Moderne Wache mit Kiosk und Bootsverleih

Neue Rettungswache am Bostalsee eingeweiht

Einweihung der neuen Rettungswache am Bostalsee (Foto: Landkreis St. Wendel)

Nach intensiven Bauarbeiten wurde heute Morgen die neue Rettungswache am Bostalsee offiziell eröffnet. Die Rohbauarbeiten für die Rettungswache begannen Anfang 2023, und bereits im August desselben Jahres konnte das Richtfest gefeiert werden.

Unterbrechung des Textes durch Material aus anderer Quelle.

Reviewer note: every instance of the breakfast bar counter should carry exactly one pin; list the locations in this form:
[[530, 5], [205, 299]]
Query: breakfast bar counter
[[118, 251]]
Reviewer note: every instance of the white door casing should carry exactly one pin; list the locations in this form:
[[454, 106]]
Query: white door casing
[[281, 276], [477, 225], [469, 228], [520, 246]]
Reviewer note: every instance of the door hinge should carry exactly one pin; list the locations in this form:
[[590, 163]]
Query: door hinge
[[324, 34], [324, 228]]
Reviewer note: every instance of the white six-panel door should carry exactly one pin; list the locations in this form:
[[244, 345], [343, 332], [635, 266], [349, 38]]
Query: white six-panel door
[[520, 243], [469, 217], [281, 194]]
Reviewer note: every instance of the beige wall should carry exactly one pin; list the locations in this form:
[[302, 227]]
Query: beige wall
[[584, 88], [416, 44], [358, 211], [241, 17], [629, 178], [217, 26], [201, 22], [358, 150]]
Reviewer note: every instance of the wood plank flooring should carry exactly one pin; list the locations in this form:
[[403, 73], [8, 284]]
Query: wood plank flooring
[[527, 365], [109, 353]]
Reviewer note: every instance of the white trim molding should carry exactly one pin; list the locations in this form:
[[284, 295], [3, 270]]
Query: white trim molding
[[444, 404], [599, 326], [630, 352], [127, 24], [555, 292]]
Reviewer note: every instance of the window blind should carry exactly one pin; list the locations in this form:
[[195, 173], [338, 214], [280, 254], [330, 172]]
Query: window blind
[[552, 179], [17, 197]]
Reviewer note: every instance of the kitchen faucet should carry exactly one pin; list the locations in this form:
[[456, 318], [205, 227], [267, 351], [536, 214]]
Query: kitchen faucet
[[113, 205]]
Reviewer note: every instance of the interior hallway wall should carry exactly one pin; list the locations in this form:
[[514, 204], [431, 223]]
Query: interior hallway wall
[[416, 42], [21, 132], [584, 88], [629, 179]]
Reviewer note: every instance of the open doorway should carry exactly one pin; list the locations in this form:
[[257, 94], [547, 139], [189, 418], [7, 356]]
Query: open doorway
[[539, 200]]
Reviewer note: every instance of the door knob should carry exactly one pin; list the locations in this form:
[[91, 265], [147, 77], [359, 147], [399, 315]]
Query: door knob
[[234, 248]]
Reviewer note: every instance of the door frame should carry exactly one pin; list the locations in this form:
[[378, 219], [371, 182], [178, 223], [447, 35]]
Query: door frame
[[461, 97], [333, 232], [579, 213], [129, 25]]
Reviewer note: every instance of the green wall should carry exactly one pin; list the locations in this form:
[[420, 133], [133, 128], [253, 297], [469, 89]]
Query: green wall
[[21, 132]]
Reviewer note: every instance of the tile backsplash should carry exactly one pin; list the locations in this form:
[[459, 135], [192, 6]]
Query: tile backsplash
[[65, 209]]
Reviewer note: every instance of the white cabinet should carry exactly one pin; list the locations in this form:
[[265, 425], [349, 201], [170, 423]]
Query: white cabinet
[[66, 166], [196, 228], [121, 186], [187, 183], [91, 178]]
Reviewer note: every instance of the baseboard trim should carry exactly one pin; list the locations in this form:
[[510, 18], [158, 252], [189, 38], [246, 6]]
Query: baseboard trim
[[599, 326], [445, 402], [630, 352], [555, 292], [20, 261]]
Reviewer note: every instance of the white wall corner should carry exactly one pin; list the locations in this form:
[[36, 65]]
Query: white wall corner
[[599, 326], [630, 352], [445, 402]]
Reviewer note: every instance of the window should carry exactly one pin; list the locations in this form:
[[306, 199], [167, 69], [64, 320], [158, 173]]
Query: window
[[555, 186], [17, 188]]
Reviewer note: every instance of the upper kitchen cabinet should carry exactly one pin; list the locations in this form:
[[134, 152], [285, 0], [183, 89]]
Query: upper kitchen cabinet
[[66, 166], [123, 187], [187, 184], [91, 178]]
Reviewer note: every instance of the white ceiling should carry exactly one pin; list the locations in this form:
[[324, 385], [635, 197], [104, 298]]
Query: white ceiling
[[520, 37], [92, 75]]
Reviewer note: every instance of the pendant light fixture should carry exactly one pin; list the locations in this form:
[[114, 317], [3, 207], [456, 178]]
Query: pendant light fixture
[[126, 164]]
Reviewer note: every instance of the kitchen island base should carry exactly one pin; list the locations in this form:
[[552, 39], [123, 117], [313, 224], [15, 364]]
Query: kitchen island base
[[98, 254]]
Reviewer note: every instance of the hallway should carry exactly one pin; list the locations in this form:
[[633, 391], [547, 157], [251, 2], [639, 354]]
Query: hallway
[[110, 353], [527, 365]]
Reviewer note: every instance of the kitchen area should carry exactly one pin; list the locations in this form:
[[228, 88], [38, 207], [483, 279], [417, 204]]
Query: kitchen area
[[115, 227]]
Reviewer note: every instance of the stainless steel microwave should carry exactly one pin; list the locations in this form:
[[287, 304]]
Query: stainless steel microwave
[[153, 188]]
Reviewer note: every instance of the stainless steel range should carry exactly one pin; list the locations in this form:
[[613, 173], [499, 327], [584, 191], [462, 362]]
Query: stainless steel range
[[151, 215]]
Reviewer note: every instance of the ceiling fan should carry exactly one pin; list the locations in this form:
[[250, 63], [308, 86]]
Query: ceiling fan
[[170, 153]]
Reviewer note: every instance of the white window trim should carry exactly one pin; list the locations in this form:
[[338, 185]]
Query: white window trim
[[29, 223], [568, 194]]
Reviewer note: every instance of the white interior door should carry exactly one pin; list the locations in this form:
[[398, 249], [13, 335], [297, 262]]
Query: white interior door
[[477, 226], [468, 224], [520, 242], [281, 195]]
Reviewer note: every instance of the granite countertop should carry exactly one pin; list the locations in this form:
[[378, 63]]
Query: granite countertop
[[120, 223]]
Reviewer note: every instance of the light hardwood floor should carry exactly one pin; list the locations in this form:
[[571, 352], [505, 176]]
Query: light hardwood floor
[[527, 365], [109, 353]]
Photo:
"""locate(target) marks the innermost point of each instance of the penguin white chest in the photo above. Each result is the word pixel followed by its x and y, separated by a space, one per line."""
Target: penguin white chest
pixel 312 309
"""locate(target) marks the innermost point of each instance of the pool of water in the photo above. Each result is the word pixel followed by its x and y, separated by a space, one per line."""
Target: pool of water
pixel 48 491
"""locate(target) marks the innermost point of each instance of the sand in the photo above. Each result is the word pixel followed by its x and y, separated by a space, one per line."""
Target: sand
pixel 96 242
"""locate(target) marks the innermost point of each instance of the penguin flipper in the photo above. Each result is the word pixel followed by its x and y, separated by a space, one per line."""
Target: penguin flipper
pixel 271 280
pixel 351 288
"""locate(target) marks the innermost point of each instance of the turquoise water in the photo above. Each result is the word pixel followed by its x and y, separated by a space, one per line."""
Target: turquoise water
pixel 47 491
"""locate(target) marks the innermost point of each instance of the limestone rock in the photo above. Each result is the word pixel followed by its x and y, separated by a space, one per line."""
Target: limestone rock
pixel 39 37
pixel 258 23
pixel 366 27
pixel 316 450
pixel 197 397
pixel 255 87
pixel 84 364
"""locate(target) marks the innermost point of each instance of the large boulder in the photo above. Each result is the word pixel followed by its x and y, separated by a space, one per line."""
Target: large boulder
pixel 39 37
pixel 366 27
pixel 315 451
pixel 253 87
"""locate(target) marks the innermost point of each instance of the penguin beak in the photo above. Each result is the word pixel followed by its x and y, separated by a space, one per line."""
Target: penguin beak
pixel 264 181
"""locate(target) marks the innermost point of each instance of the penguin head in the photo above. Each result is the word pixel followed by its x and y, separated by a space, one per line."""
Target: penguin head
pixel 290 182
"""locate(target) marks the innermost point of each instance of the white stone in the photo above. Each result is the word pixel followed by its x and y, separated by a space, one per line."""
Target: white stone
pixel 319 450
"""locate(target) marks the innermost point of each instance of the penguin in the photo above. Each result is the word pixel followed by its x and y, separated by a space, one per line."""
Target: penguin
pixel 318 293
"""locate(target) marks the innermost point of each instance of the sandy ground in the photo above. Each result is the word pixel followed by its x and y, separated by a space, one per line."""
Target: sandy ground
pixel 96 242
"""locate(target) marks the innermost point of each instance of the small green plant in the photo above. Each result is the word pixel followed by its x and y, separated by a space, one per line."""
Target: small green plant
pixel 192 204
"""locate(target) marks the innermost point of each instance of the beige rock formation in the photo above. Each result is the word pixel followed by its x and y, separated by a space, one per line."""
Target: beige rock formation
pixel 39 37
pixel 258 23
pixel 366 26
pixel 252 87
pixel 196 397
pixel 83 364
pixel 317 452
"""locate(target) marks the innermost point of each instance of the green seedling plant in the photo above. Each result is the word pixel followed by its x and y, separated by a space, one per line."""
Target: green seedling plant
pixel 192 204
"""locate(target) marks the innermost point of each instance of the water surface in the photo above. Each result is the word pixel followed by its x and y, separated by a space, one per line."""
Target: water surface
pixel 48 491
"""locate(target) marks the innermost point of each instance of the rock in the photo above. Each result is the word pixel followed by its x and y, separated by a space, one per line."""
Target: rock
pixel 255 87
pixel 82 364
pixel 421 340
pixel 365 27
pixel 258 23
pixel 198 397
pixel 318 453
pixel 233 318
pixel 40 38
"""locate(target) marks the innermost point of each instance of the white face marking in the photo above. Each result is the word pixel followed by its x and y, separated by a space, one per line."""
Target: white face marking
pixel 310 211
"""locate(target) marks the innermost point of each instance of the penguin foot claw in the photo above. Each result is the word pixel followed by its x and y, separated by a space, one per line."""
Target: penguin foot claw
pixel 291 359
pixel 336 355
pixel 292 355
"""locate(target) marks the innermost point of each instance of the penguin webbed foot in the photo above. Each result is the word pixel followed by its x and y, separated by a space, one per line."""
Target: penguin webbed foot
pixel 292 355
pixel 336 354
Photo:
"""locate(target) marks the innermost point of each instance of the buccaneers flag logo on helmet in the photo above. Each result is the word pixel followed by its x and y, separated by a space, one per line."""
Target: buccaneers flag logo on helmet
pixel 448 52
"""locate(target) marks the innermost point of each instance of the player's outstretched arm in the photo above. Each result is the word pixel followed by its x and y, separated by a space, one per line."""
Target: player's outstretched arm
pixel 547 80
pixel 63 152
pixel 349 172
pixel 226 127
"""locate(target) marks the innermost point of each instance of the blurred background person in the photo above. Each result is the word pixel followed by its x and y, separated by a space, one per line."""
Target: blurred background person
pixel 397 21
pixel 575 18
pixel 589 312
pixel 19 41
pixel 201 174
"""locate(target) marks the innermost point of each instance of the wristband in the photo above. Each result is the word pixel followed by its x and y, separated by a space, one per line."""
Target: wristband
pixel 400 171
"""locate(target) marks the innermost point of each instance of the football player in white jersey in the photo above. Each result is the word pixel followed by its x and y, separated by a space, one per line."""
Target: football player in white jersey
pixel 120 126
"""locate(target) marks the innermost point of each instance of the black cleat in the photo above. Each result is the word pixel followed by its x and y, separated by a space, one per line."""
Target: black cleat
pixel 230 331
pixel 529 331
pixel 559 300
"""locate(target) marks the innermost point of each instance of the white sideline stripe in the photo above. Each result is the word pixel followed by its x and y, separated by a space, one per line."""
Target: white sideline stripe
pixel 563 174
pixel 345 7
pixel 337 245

Landrat Udo Recktenwald unterstreicht die Bedeutung der neuen Einrichtung angesichts der wachsenden Anzahl von Besuchern und Gästen am Bostalsee. „Unser Bostalsee verzeichnet immer mehr Besucher und Gäste, was uns natürlich sehr freut, allerdings auch vor Herausforderungen stellt bezüglich Sicherheit im und am Wasser. Von zwei Strandbädern, einer Surferbasis, zwei Segelhäfen und einer Station für Kanus und Kajaks aus nutzen die Besucher den See. Auf zwei Seiten des Sees werden Tret- und Elektroboote für Besucher angeboten. Außerdem haben wir wieder eine Personenfähre. Mit der neuen Rettungswache tragen wir den gestiegenen Besucherzahlen Rechnung.“

Das neue Gebäude erstreckt sich über eine beträchtliche Fläche, mit einem Erdgeschoss von 32,05 m x 6,49 m und einem Obergeschoss von 8,10 m x 10,63 m. Die Rettungswache selbst umfasst eine Grundfläche von 19,67 x 6,49 m im Erdgeschoss.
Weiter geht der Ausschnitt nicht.